Federal Records Management:
A History of Neglect
PLRD-81-2: Published: Feb 24, 1981. Publicly Released: Feb 24, 1981.
- Full Report:
GAO reviewed the status of records management in the Federal Government and recent legislation which should promote needed improvements. GAO made this review because of the size of the annual cost of federal records and the large potential for dollar savings. Records management includes various managerial activities related to the creation, maintenance, use, and disposition of records.

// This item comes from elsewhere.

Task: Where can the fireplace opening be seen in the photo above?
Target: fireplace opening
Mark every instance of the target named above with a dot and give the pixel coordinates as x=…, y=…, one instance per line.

The agency with government-wide records management responsibilities, the National Archives and Record Service (NARS), found that many agency programs needed significant improvements. Weaknesses in agency programs continue to exist years after NARS first reports them. Agencies have made many suggestions for saving money through better records management. Persistent records management shortcomings have been attributed to poor promotion of records management program improvements, lack of commitment by top management, emphasis on agency missions, and the low priority of records management. The ineffectiveness and poor image of NARS raise questions as to how successful its current proposed changes will be. Records management historically has been afforded limited resources and inadequate management attention. The Paperwork Reduction Act includes a requirement that the Office of Management and Budget (OMB) send Congress copies of its reports on agencies' information management activities and an annual report listing violations of information laws and regulations. Congress will also receive agency responses to the reports. These provisions should improve agencies' accountability to Congress and focus attention on longstanding records management problems. OMB can oversee improvements in the records management program of NARS, direct agencies' attention to analyzing their records management systems, require and collect agency self-evaluation recommendations, and monitor agency weaknesses identified by NARS.